Abnormalities of cerebrospinal fluid (CSF) pressure are relatively common and may lead to a variety of symptoms, with
headache usually being the most prominent one. The clinical presentation of alterations in CSF pressure may vary significantly and show a striking similitude to several primary
headache syndromes. While an increase in CSF pressure may be of primary or secondary origin, a pathologic decrease of CSF pressure is usually the result of a meningeal
rupture with a resulting leakage of CSF. The pathophysiologic mechanisms of
idiopathic intracranial hypertension (IIH) remain largely unknown.
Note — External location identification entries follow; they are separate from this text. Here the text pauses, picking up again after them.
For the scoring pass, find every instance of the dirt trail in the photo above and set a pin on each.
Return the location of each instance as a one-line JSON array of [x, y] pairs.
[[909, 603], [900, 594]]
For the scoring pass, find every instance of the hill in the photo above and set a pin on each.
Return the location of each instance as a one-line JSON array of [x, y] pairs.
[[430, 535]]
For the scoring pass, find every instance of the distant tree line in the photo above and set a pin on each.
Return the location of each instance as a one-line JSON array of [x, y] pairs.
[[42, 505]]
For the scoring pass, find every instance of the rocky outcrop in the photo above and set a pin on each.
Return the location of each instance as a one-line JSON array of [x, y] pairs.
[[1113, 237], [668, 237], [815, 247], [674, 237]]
However recent evidence indicates that an abnormality in CSF outflow and absorption is likely to play a significant role. Treatment usually consists of a combination of
weight loss and a pharmacologic approach using
carbonic anhydrase inhibitors. Recent results of the first randomized, double-blind, placebo-controlled trial (RCT) with
acetazolamide proved its efficacy in reducing
headache and visual disturbances. Clinical evidence suggests efficacy for
topiramate and
furosemide but no RCT has been conducted to date to confirm these results. In contrast to IIH,
spontaneous intracranial hypotension frequently remits spontaneously without specific treatment. If necessary, treatment options range from conservative methods to epidural blood or
fibrin sealant patches and surgical interventions.